Clark was sentenced to four years in prison and ordered to pay $194,750 to the IRS, and $980,000 in restitution to his former employer.

Instructor Fails to Learn the Language of the IRS

Daniel Berglund, a self-employed computer language instructor, was convicted of four counts of tax evasion for failing to file taxes from 1987 to 2017. Berglund took many steps to hide his income from the IRS – including giving his clients a made up tax identification number to prevent payments to him from being reported to the IRS, depositing payments into accounts not in his name, and converting cash payments into silver, that he hid throughout his home.

 

Berglund’s tax evasion resulted in a tax debt of $146,806. He faces a maximum prison sentence of five years and up to $250,000 for each count of tax evasion.

Cryptocurrency Company Owners Face 5 Years in Prison!

The founders of a cryptocurrency company, Bruce Bise and Samuel Mendez, pleaded guilty to tax evasion for a scheme that defrauded more than 13,000 investors of approximately 24 million dollars.

 

Bise and Mendez marketed their company, Bitqyck, and the company’s currency, Bitqy, as a way for “those individuals who missed out on Bitcoin” to get rich. Except they were the only ones who got rich.

 

The two men promised investors shares in a currency that never existed, and profited by diverting money from the company for their personal use. From 2016 to 2018 they used almost nine million dollars of investor money for personal expenses. This included multiple casino trips, cars, luxury home furnishings, art and rent.

 

In 2016 and 2017 Bise underreported his income to the IRS, resulting in a tax loss of $371,278. During the same period Mendez also underreported his income, resulting in a tax loss of $311,155. In 2018 the company failed to file a corporate tax return despite netting more than 3.5 million dollars from investors.

 

Both men face up to five years in prison.

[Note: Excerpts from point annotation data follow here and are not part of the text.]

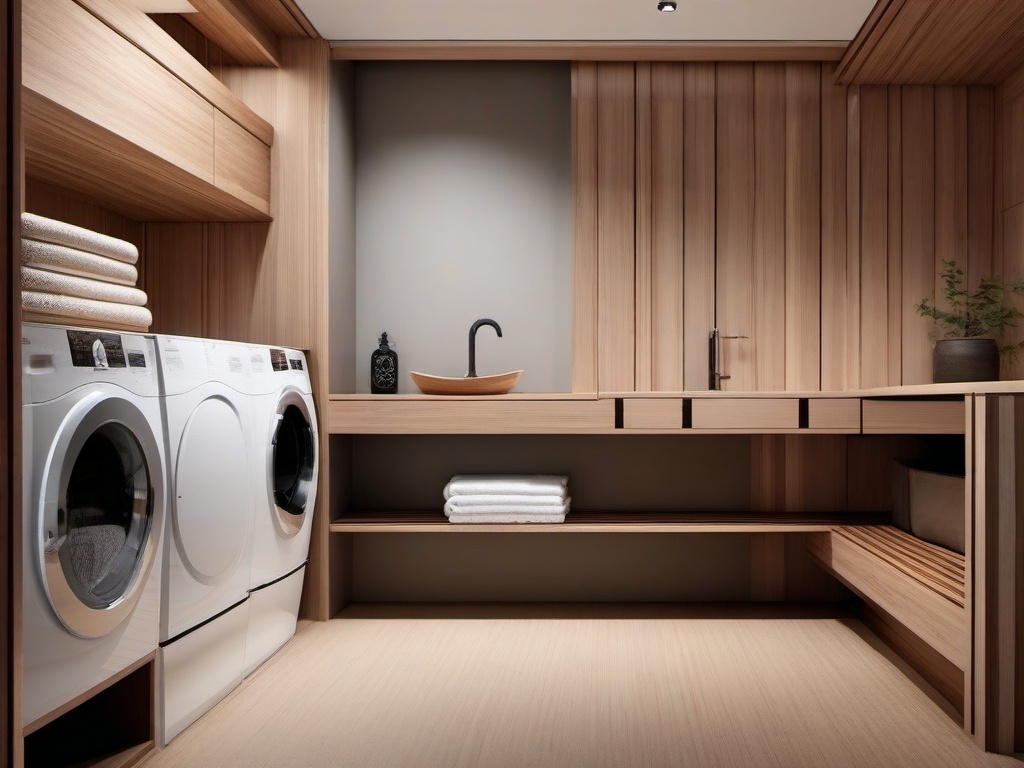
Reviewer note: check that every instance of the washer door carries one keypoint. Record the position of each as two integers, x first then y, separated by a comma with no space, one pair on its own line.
102,488
292,462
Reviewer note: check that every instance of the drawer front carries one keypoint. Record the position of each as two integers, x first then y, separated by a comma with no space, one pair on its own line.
652,414
840,414
745,414
914,417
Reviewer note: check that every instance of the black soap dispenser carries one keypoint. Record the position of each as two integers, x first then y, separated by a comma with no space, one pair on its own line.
383,368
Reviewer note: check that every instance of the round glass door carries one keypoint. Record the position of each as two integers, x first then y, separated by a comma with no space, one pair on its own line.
293,462
102,491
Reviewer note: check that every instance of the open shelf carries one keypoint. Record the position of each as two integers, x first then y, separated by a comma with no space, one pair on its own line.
601,522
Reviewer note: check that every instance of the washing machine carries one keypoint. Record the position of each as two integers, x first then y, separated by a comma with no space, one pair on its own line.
94,475
205,610
288,464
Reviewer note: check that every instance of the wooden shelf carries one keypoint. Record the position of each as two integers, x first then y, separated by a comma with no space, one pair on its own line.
599,522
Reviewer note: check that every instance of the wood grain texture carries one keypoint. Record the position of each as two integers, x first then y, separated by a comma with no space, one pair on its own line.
615,221
803,226
699,163
585,227
734,222
652,414
11,205
919,228
909,597
945,42
486,675
583,50
238,31
669,285
772,295
643,267
469,417
834,239
913,417
744,414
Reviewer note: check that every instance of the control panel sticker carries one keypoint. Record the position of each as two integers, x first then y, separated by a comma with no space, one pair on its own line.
279,360
95,350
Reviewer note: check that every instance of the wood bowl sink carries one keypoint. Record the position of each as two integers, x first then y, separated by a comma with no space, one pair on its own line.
494,384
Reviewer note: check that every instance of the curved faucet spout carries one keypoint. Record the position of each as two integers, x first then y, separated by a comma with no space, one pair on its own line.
472,342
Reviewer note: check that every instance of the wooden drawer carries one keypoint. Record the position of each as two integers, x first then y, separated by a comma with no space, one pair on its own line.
913,417
838,415
652,414
753,414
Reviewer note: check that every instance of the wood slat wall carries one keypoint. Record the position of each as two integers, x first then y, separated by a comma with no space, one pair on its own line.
773,204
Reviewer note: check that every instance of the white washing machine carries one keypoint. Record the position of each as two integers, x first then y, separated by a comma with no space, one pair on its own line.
288,465
94,498
205,610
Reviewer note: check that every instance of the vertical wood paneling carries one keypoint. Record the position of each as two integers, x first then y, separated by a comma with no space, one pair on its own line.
834,240
584,227
873,236
615,188
919,228
734,196
643,268
772,295
894,375
668,225
803,226
699,241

Your IRS Questions Answered Here…

Question: The IRS is hounding me and won’t leave me alone, so I’ve finally decided to seek help from a Tax Professional who specializes in IRS problems.  I want to start getting my paperwork together for the appointment; what will I need to bring with me?

 

Answer:  It’s very important to have certain documentation with you for the initial interview.  Your tax resolution specialist will need this info to protect your income and assets and to determine the best way to move forward to resolve your tax issues.  The items to bring include:

 

Ø  The most recent IRS/State tax notices and collection letters;

Ø  The latest filed income (1040) tax return

Ø  A monthly household cash flow budget by expense category (list all outflows and inflows of money)

Ø  Your most recent paystubs with YTD info verifying income from all sources and all withholdings and payroll deductions;

Ø  If you are self-employed, an independent contractor, or small business owner, prepare a “rough draft” current profit and loss statement. If this is not possible, just bring your Schedule C from your most recently filed 1040;

Ø  A list of any quarterly estimated tax payments made, if any, for the current year

 

The information above will determine which IRS debt settlement program is best suited for you, including settling with the IRS for a fraction of what you owe, if you qualify.